Although the personalization of the application has been one of the factors encouraging more people to apply, Boston University Peace Corps recruiter Katrina Deutsch said half the applicants are still willing to serve wherever they are needed most.
Since the reforms were implemented, 54 percent of applicants have selected the option to serve anywhere they are needed, and 49 percent have selected the option to serve in any of Peace Corps’ six work sectors, Webb said.
“There is great demand for Peace Corps volunteers around the world, and our reforms have better positioned us to offer assignments where volunteers have the most interest in serving and are able to make the greatest contribution,” said Peace Corps Director Carrie Hessler-Radelet in the press release.
The selectivity of the program has also increased because of the influx of applicants, Deutsch said.
“More people are applying, but we’re still filling the same spots overseas,” Deutsch said. “We’re going to be more selective and choose candidates that really are the best fit for each position.”
Zachary Hobbs, director of the BU Community Service Center, said applicants should be prepared to immerse themselves fully in the cultures, communities and social justice issues in which they are placed.
“We’re happy to see so many students considering a greater commitment to alleviating social justice challenges that prevent folks around the world from living safe, healthy and thriving lives,” Hobbs said.
With the greater influx of applicants, several students said they express concern about the increase in competition for spots.
CSC Event Coordinator and College of Arts and Sciences senior Lindsay Nicastro said she is aware of the competitiveness of this program.
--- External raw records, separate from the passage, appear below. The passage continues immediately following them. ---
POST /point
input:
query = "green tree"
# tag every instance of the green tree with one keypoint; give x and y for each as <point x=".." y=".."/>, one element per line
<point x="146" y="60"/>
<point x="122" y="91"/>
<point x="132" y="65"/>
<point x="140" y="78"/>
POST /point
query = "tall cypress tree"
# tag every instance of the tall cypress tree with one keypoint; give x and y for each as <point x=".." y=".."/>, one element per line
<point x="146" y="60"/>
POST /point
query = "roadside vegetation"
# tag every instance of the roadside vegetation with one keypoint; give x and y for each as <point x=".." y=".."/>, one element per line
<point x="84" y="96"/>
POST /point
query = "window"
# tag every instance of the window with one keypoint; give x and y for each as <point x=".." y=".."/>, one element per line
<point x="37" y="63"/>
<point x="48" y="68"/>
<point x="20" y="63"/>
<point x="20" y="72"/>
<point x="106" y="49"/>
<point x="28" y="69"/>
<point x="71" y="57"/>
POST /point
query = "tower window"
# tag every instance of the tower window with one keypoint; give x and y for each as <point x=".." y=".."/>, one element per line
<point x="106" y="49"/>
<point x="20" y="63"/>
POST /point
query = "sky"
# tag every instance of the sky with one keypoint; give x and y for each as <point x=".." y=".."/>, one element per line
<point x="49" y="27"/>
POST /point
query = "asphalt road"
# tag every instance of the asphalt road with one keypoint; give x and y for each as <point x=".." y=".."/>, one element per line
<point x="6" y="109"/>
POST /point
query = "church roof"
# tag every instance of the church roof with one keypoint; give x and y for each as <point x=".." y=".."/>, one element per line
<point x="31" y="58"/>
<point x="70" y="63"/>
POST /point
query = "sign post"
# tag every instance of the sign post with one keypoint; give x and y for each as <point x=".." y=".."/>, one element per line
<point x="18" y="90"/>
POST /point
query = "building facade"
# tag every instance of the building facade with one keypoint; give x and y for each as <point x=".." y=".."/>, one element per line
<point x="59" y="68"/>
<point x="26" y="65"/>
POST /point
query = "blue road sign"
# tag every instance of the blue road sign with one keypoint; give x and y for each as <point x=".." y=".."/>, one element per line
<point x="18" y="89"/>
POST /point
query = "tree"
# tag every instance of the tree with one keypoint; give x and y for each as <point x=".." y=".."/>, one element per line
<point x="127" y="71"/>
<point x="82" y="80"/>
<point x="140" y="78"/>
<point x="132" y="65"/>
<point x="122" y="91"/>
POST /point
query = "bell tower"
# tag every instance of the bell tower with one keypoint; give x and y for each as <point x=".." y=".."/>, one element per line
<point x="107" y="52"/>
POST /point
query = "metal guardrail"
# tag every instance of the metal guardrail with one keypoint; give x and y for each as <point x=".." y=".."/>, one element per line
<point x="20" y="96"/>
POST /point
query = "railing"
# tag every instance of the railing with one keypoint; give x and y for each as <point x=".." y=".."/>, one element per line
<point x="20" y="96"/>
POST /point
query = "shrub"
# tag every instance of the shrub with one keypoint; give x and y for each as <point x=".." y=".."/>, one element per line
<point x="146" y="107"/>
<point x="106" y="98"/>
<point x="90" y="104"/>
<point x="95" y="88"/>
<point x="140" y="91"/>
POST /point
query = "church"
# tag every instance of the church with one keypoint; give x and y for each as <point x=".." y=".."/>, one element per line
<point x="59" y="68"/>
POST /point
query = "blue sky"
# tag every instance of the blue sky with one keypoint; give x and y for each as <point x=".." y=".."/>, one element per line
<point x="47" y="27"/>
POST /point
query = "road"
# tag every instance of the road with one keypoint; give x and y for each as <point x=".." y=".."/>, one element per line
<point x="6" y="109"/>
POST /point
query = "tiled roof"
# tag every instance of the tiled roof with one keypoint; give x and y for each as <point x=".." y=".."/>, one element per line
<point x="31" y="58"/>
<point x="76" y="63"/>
Working toward a bachelor’s degree in political science, Nicastro is applying to the Youth Development program because it’s the only one she has the qualifications for.
“I’m not sure if most people understand it’s a highly competitive program that rarely accepts students coming straight from college,” she said. “Most applications require at least a bachelor’s degree in the specific area [like] agriculture, teaching, business and a masters or a couple years of experience in the field full-time.”
CAS senior Michael McLaughlin said as opportunities for young people to go abroad have become more attractive, the amount of applicants for programs such as the Peace Corps are sure to increase.
“I am considering applying because I am about to enter the real world, and it seems like a good transition while I am still figuring out what I want to do,” he said. “I spent last semester in Germany, but my academic interests are in the Middle East. Therefore, I am mainly applying to the Morocco and Jordan programs in order to improve my Arabic. I don’t think I will do Peace Corp if I don’t get accepted to either of those places.”
Despite the competition, CAS senior Emily Liew said she hopes to be placed wherever she can have the greatest impact on the community.
“I’d like to go where I’m needed the most,” she said. “Overall, I’d like to know that while I’ve helped, it’s about the community rather than myself as an individual. There’s always the danger of having a savior-complex and realizing that is important.”